By Steven Lloyd Wilson | Pajiba Storytellers | September 29, 2015 |

By Steven Lloyd Wilson | Pajiba Storytellers | September 29, 2015 |

A couple of weeks ago, researchers announced that they had found evidence of the survivors of the lost colony of Roanoke. Just some bits and pieces, but bits and pieces in a place no one thought to look in for hundreds of years.

The short version, you’ve probably heard before. Roanoke was the first British colony in North America, the birth place of the first British person in the New World: Virginia Dare, who has lived on in all manner of legend and lore since then. Some fantastic, some racist, some just freaking bizarre.

The governor (and grandfather of the infant Ms. Dare) returned to England in order to return with more supplies. But time and priorities interfered as his return to England coincided with the launching of the Spanish Armada and an existential threat to the regime. Returning to Roanoke was out of the question: everything that could float, and some things that couldn’t, were commandeered for the war effort.

It was three years before he could get back to Roanoke, with a mercenary crew. He arrived there in Roanoke on his granddaughter’s third birthday, but his family was gone. His entire colony was gone. The houses either disassembled or destroyed, and only three clues as to what might have happened. The first evidence was of the negative variety. They had a prearranged symbol: mount a Maltese cross if there was trouble. He found no cross, and took a small joy in its absence.

He took greater joy in the other two pieces of evidence: an old carving of the word “Croatoan” and another separate carving of the letters “Cro”. Croatoan was the name of a nearby island and tribe, and one that had been on friendly terms with the settlers. They sailed around to that island but found it completely deserted and before they could mount any additional search, a growing storm drove the vessel back out to sea. The rickety ship and impatient crew ensured that they set sail for England instead of braving the Outer Banks in a sea at storm.

The governor never returned to the new world, and never received any closure. His diaries are still preserved and he wrote that he entrusted the fate of his family to God, since they were beyond his own hands to help any longer. And by the time Europeans got there again, another decade had passed and that island was deserted and the tribe was gone. Wisps of records and rumors suggest that small pox decimated the tribe and that it fled inland to vaguely suggested destinations.

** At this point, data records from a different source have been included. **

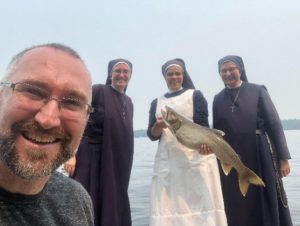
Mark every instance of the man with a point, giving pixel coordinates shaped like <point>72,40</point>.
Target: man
<point>44,106</point>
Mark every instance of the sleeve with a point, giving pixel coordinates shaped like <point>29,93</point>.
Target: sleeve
<point>273,124</point>
<point>152,120</point>
<point>200,109</point>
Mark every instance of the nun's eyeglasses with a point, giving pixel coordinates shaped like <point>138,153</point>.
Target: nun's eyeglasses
<point>230,70</point>
<point>124,72</point>
<point>34,97</point>
<point>170,74</point>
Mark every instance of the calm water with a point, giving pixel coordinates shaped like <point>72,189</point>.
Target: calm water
<point>140,184</point>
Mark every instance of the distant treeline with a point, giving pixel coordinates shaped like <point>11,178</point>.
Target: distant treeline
<point>289,124</point>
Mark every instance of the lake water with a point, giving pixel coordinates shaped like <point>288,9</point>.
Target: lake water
<point>140,183</point>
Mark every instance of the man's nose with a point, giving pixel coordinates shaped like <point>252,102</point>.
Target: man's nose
<point>49,114</point>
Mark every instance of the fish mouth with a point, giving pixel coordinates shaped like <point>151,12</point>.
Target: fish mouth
<point>40,138</point>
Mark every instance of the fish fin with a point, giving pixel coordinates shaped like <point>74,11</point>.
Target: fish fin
<point>249,177</point>
<point>220,133</point>
<point>226,168</point>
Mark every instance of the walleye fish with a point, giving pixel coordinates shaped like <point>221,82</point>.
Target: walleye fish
<point>193,135</point>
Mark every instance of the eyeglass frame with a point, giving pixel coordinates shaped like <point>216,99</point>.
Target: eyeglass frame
<point>230,70</point>
<point>119,72</point>
<point>89,109</point>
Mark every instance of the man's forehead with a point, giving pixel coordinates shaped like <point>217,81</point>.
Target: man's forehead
<point>52,65</point>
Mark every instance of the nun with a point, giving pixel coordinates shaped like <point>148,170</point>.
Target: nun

It’s a fascinating story because the mystery has never really been solved, even while there is a colloquial assumption that it has. Everyone knows that the settlers went to the Croatoan, because obviously that’s why they wrote that word. And it’s possible that’s the case. The problem is that there is next to no tangible evidence that’s the case. The Croatoans themselves have never been conclusively found. Bodies of the settlers have never been recovered.

And those who scoff at the mystery like to point out that there was a tribe in central Virginia with blue eyes and blonde hair and so obviously that’s the case. Except that’s just cherry-picking which rumors to believe, because practically the entire Eastern seaboard had a legend during the 1700s at one point or another about blonde-haired blue-eyed natives in the next valley over. And those legends were never validated other than the occasional individual only a generation removed from a European settlement.

It’s a mystery that everyone thinks has an obvious answer but is actually still a mystery.

And sure, the settlers probably did end up with the Croatoans who without a written language simply disappeared from history entirely. I’m not going to claim that ancient aliens took them or whatever else Mulder could come up with. But just stop a moment to think about the way that the world has shifted in such a short few hundred years.

The first hundred or so British to come to this country disappeared and no trace of them was ever found. They set out to what was to them an entirely new world. They sailed for weeks. And the last person to see them alive took three years to get back. And another decade before anyone could check in again. It’s a cliche, but our world is smaller now. Distance is constant but time is in flux, and there is no place left to stand on this world that isn’t the jump of electrons away from another. We live in the eternal present.

It struck me that this finding of evidence, this revisiting of Roanoke was perfectly timed for the release of The Martian this week. Of another story of a person lost an untouchable infinity away from anyone else.

The settlers at Roanoke were lost, but I don’t think they died, and I don’t think the absence of evidence is evidence of their absence. I think that it’s easy to dismiss the lost as helpless victims that lost all agency once they disappeared from records. But that’s because in a world of infinite information, we fetishize memory, and the reality is that they may have lived out rich lives that were completely alien to their expectations and ours, in the shadow of forgotten times.

We can choose to believe they died, we can choose to believe they lived out a miserable existence in their vanishing. Or we can choose to believe that they scienced the shit out of what an unknown world threw at them.